Par rapport à l’oral, il est une époque où l’écrit fut un thème mineur dans les recherches linguistiques (Barré-De Miniac, 1995). Cette situation a changé et nous sommes passés à une époque où l’écrit revient en force en tant qu’objet de recherche. Le développement des recherches sur l’écriture et sa didactique peut sans doute s’expliquer par un certain nombre de changements, dont celui de la conception des rapports entre l’écrit et l’oral. Entre les deux pratiques, il est question de rupture et le passage d’un mode de communication à un autre, correspond à une sorte de mutation langagière. Dabène met en garde contre les modèles de transition nourris par l’illusion d’homogénéité (Dabène, 1996). Le passage de l’écrit à l’oral nécessite une réorganisation du système de production langagière dans son ensemble. Ce point de vue largement répandu maintenant traduit la pensée de Vygotski pour qui « le langage écrit permet à l’enfant d’accéder au plan abstrait le plus élevé du langage, réorganisant par là même le système psychique antérieur du langage oral » (Vygotsky, 1997 : 339). Une rupture est nécessaire pour accéder à l’écrit. L’écrit et l’oral correspondent donc à deux compétences différentes. Si la pratique scripturale passe nécessairement par son appropriation en grande partie à l’école, l’exercice de l’oral est une activité qui se développe d’abord en milieu naturel, sans apprentissage explicite systématique. Dans le cas des écrits argumentés, le débat oral semble être un vecteur de l’apprentissage de l’argumentation écrite (Delcambre, 1996).

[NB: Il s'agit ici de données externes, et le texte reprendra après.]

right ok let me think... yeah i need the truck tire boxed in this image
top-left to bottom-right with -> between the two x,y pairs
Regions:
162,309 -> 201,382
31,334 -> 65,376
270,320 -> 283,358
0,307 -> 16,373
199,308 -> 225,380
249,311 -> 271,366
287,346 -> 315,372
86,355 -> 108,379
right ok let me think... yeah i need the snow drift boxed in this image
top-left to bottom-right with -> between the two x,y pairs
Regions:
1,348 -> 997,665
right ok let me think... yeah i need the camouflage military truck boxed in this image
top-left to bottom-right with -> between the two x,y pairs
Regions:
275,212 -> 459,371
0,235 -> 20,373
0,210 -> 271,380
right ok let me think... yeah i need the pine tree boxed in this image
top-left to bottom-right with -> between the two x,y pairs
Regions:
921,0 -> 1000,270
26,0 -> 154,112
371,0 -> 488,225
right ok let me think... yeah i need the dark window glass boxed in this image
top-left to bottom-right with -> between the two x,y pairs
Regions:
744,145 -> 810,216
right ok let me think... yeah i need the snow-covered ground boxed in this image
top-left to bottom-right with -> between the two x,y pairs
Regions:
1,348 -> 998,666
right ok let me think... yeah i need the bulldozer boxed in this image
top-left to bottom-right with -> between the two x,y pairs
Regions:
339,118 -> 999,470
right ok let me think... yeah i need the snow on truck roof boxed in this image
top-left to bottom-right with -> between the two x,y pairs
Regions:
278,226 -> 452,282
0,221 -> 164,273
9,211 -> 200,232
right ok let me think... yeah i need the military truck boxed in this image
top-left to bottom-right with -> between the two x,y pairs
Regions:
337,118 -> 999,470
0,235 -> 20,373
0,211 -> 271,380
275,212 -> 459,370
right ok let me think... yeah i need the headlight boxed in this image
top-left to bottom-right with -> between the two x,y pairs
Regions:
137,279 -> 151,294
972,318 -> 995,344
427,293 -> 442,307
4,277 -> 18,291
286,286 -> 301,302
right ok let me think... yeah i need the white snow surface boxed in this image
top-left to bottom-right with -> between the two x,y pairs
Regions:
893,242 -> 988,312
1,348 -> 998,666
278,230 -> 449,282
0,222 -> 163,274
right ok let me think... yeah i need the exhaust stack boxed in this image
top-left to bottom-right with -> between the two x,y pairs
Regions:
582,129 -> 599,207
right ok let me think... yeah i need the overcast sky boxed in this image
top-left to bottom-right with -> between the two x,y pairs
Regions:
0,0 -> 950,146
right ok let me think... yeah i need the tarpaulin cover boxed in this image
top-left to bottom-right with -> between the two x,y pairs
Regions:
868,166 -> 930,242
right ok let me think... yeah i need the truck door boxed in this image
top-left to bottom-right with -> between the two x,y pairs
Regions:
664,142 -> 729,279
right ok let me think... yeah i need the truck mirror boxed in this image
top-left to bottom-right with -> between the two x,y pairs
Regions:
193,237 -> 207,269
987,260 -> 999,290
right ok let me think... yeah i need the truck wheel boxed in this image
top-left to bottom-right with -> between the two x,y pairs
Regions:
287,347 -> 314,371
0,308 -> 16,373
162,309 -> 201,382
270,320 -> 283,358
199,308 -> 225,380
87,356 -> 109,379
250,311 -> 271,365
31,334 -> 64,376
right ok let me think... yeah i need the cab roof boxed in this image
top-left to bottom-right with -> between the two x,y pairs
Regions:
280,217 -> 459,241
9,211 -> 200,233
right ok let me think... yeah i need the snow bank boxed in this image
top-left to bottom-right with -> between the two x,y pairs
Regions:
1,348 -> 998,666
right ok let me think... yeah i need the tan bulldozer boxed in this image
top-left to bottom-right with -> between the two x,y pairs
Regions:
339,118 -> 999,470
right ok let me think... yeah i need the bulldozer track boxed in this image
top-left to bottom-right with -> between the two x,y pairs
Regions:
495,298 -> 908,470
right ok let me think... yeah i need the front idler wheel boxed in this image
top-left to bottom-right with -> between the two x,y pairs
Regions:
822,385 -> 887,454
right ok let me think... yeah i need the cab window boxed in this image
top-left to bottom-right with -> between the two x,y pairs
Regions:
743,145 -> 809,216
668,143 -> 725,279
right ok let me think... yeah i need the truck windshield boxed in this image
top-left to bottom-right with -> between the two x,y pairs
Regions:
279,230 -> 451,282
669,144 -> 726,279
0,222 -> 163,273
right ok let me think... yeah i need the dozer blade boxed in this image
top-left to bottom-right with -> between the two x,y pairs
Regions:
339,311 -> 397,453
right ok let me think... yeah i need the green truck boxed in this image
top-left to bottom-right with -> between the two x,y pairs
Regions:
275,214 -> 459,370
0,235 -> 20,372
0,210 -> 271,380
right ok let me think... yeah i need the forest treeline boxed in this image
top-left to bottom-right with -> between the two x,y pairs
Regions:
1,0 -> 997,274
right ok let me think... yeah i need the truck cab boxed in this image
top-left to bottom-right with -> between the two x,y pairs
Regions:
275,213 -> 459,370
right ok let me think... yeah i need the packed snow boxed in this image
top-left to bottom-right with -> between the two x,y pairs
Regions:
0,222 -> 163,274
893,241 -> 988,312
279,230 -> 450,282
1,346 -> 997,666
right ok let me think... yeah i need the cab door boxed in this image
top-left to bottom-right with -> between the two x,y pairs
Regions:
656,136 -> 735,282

Certaines questions relatives à l’écriture ne peuvent être évoquées sans référence à la lecture. Ces deux pratiques sont tellement liées que des chercheurs comme Pearson et Thierry proposent pour les formaliser un processus identique : planification, positionnement, contrôle, révision, etc. En outre, dans l’acte d’écriture, le lecteur est toujours présent et l’écrit est une sorte de médium entre scripteur et lecteur. La conséquence des nombreux liens entre les deux pratiques en est qu’un modèle d’écriture devrait inclure le lecteur en tant que destinataire. Pourtant les relations entre les deux pratiques n’étaient pas toujours aussi évidentes telles qu’elles le sont aujourd’hui; leur évolution dans l’histoire trace deux parcours différents. Selon Barré-De Miniac, les années soixante-dix étaient les années de la lecture, alors que l’intérêt des chercheurs pour l’écriture ne se manifestera que tardivement (Barré-De-Maniac, 1995). En remontant plus loin dans l’histoire, on note que l’ordre des priorités dans les écoles primaires a lui aussi été bouleversé entre le XVIe et le XIXe siècle : on est passé d’un ordre dans lequel la lecture devrait précéder l’écriture à un ordre dans lequel la simultanéité entre les deux pratiques est recommandée, voire un ordre où la production devient un support à la compréhension et non l’inverse (Dolz, 1993).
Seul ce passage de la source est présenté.